I really wonder if we overthink negotiation. That said, I don’t intend to oversimplify it either. Instead, I see it as a simple framework of discovery, self-awareness, communication and compromise.First, I believe that “reading” people is not a thing. I believe some people may be more skilled at getting people to express themselves and using their intuition to make guesses about a person based on those expressions — that’s the upper bound of my belief. On the lower bound, I believe people leverage their biases to come to quick judgments about others. And because of all that, I don’t believe that negotiation is a result of a super human ability to “read” another person. Second, I believe that great negotiation is about discovery. Skilled negotiators are adept at discovering the interests, constraints, and incentives of their negotiation partners. If you can inhabit the world view of your negotiating partner, it’s much easier to develop a proposal of what they might tolerate. Call this discovery skill a function of empathy powered curiosity.Third, I believe that in order to negotiate you must know your self. As important as it is to learn the world view of your partner, you must know the world you inhabit. If you are negotiating, you likely have stakeholders with their own views, incentives, constraints, and interests. Lastly, I believe that negotiation is communication and compromise. Communicating intention and possibility openly and honestly, and then working together to find an equilibrium. The equilibrium being the result of tradeoffs made — compromises — in order to get to the best possible deal. I recognize the limitation of my beliefs. Some negotiations are done in the media, or through other behavioral signals, some negotiation is done through prayer, some negotiation is hostile and some is not. If you strip each type of negotiating down to its function components, my bet is you’ll see a common pattern and trend.
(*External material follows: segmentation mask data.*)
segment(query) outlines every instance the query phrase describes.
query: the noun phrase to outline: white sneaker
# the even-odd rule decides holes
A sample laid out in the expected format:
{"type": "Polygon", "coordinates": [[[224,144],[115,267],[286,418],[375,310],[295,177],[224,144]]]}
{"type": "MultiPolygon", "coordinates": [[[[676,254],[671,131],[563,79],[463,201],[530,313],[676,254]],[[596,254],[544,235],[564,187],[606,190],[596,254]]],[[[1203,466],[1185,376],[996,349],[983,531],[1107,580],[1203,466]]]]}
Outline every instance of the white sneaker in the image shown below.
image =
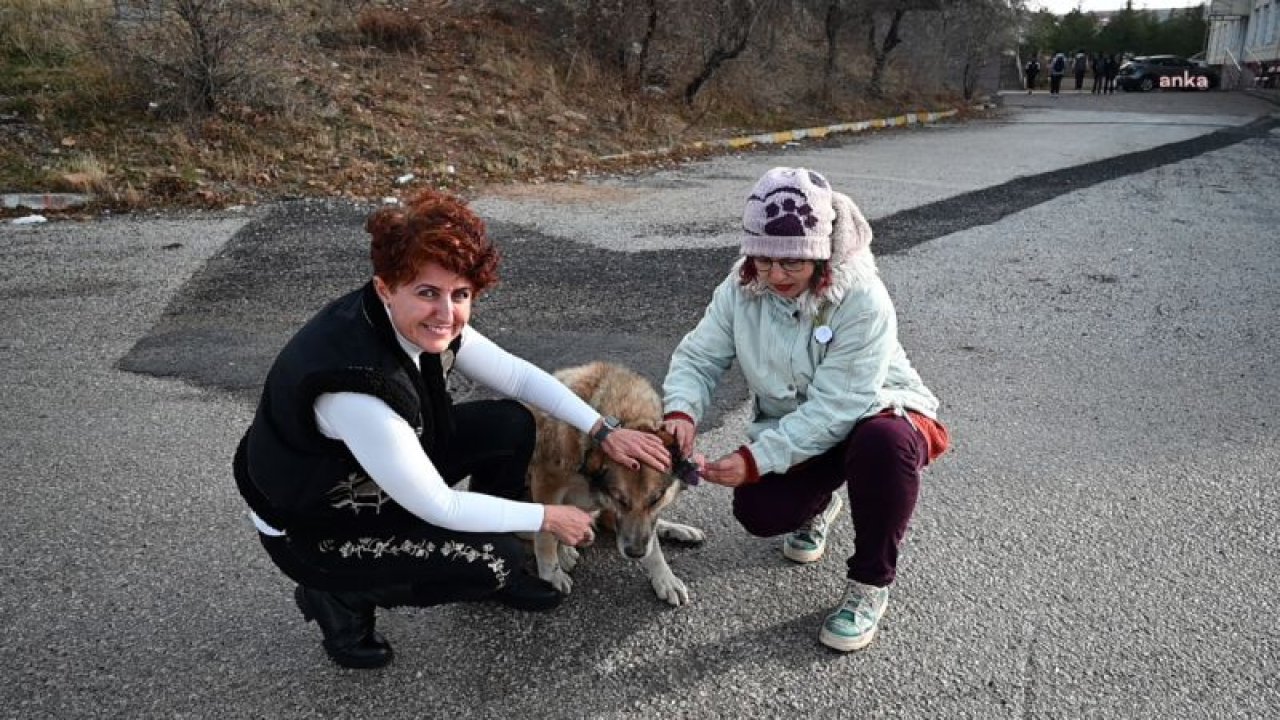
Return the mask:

Additionally, both partners in a negotiation may not be of equal status. Perhaps there’s a power asymmetry. In that case, the simple framework may still apply — the less powerful negotiator may need to deal with the effectual truth of their situation and make the best possible outcome for themselves given the stakes. What kid doesn’t do that with their parents?Most of life is a form of negotiation. And, mastering (even a little bit) of these skills will help us improve our relationships with people with different interests than our own.